Here's the rundown of what arrived either in the mailbox, in front of my garage (where most packages from USPS and UPS are placed) or on my doorstep...

Three Parts Dead by Max Gladstone (Tor Hardcover 10/02/2012) – Debut novel from Gladstone which mixes fantasy, mystery and steampunk. This combination has proven successful for other others.

A god has died, and it’s up to Tara, first-year associate in the international necromantic firm of Kelethres, Albrecht, and Ao, to bring Him back to life before His city falls apart.

Her client is Kos, recently deceased fire god of the city of Alt Coulumb. Without Him, the metropolis’s steam generators will shut down, its trains will cease running, and its four million citizens will riot.

Tara’s job: resurrect Kos before chaos sets in. Her only help: Abelard, a chain-smoking priest of the dead god, who’s having an understandable crisis of faith.

When Tara and Abelard discover that Kos was murdered, they have to make a case in Alt Coulumb’s courts—and their quest for the truth endangers their partnership, their lives, and Alt Coulumb’s slim hope of survival.

Set in a phenomenally built world in which justice is a collective force bestowed on a few, craftsmen fly on lightning bolts, and gargoyles can rule cities, Three Parts Dead introduces readers to an ethical landscape in which the line between right and wrong blurs.

Merge / Disciple: Two Short Novels from Crosstown to Oblivion by Walter Mosley (Tor Hardcover 10/02/2012) This is the second ‘double’ book this year from Mosley/Tor, it seems to work well.
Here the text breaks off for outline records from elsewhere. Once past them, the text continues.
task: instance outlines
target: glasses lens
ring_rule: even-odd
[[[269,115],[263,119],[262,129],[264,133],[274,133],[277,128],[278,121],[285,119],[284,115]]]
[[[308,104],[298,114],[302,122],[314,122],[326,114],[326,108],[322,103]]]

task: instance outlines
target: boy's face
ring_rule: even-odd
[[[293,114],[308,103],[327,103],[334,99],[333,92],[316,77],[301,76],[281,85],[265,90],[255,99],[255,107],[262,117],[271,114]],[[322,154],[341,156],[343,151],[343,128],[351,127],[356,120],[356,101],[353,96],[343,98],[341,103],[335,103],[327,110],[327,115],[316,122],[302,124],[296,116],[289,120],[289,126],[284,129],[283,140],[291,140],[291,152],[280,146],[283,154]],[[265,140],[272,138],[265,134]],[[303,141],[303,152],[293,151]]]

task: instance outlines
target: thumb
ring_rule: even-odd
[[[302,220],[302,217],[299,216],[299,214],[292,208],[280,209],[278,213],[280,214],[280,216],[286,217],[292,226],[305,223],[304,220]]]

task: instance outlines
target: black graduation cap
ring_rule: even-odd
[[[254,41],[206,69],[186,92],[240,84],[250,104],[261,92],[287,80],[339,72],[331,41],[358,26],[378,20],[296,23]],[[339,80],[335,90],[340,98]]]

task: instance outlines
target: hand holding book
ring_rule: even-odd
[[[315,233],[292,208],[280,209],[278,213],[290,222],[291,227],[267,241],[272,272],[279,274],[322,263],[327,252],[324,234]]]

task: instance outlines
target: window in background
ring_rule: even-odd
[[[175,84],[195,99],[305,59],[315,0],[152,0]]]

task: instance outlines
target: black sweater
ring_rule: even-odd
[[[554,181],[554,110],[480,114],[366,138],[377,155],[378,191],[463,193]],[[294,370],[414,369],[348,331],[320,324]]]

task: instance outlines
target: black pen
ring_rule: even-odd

MERGE Raleigh Redman loved Nicci Charbon until she left him heartbroken. Then he hit the lotto for twenty-four million dollars, quit his minimum-wage job, and set his sights on one goal: reading the entire collection of lectures in the Popular Educator Library. As Raleigh is trudging through the eighth volume, he notices something in his apartment that at first seems ordinary but quickly reveals itself to be from a world very different from our own. This entity shows Raleigh joy beyond the comforts of twenty-four million dollars . . . and merges our world with those that live beyond.

DISCIPLE Hogarth "Trent" Tryman is a forty-two-year-old man working a dead-end data-entry job. Though he lives alone and has no real friends besides his mother, he's grown quite content in his quiet life, burning away time with television, the Internet, and video games. That all changes the night he receives a bizarre instant message. At first he thinks it's a joke, but in just a matter of days Hogarth Tryman goes from a data-entry clerk to the head of a corporation. His fate is now in very powerful hands as he realizes he has become a pawn in a much larger game with unimaginable stakes.

The Skybound Sea (The Aeons' Gate #3) by Sam Sykes (Pyr, Trade Paperback 09/25/2012) – The final novel in Syke’s popular trilogy for Pyr. My favorite quote on the book is this one: "I do not wish Sam Sykes dead." —John Scalzi, author of Redshirts

She comes.

The skies bleed. The earth groans. The sea howls. The world is rent asunder as the Kraken Queen claws her way from hell. And the only ones standing in her way are a young man with a piece of steel and a voice in his head, his many companions, and their many, many problems.

As Lenk journeys to the Island of Jaga, the tomb of Ulbecetonth, he is hunted. By enemies, by the woman he loves, by the demon he has to kill, by an army of any number of bloodthirsty purple berserkers, savage lizardmen, vicious monsters, and colossal demons.

In the lands where sky and sea have forgotten they were ever separate, Lenk and the companions' destinies await at the tip of a sword and the mouth of hell.